Laporan keuangan tahunan merupakan laporan yang sangat penting bagi
perusahaan karena didalam laporan keuangan terdapat suatu informasi keuangan
keuangan perusahaan, saat usaha semakin meningkat dan membutuhkan modal,
ingin mengajukan pinjaman ke bank, maka laporan keuangan perusahaan yang akan
dilihat perbankan. Menurut Sugiyono dan Untung (2016:1),”informasi tentang
kondisi keuangan dan hasil operasi perusahaan sangat berguna berbagai pihak, baik
pihak-pihak didalam (internal) maupun diluar (eksternal) perusahaan. Setiap
laporan keuangan memiliki peranan masing-masing sesuai dengan kebutuhan
perusahaan. Menurut Kasmir (2018:58), ada 5 jenis laporan keuangan yaitu:

  1. Neraca (Balance Sheet)
    Neraca merupakan laporan yang menunjukkan jumlah aktiva (harta),
    kewajiban (utang), dan modal perusahaan (ekuitas) perusahaan pada saat
    tertentu.
  2. Laporan Laba Rugi (Income Statement)

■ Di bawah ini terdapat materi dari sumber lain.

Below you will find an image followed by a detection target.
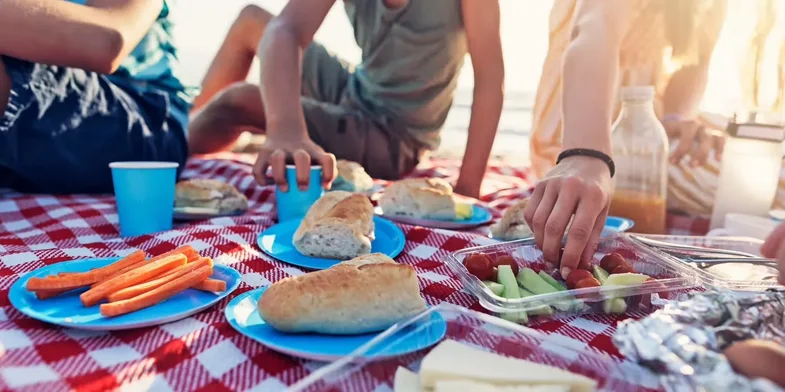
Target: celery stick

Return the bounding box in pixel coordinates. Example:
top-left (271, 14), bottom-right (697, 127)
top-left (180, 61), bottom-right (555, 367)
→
top-left (539, 271), bottom-right (567, 291)
top-left (518, 268), bottom-right (572, 312)
top-left (497, 265), bottom-right (529, 323)
top-left (482, 280), bottom-right (504, 297)
top-left (592, 265), bottom-right (627, 314)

    laporan laba rugi merupakan laporan yang menunjukkan kondisi usaha
    dalam suatu periode tertentu yang tergambar dari jumlah pendapatan yang
    diterima dan biaya yang telah dikeluarkan sehingga dapat diketahui apakah
    perusahaan dalam keadaan laba atau rugi.
  3. Laporan Perubahan Modal
    Laporan Perubahan Modal menggambarkan jumlah modal yang dimiliki
    perusahaan saat ini serta sebab-sebab berubahnya modal.
  4. Laporan Arus Kas
    Laporan arus kas merupakan laporan yang menunjukkan semua aspek yang
    berkaitan dengan kegiatan perusahaan, baik yang berpengalaman langsung
    atau tidak langsung terhadap kas.
  5. Laporan Catatan atas Laporan Keuangan
    Laporan Catatan atas Laporan Keuangan merupakan lapotan yang dibuat
    berkaitan dengan laporan keuangan yang disajikan.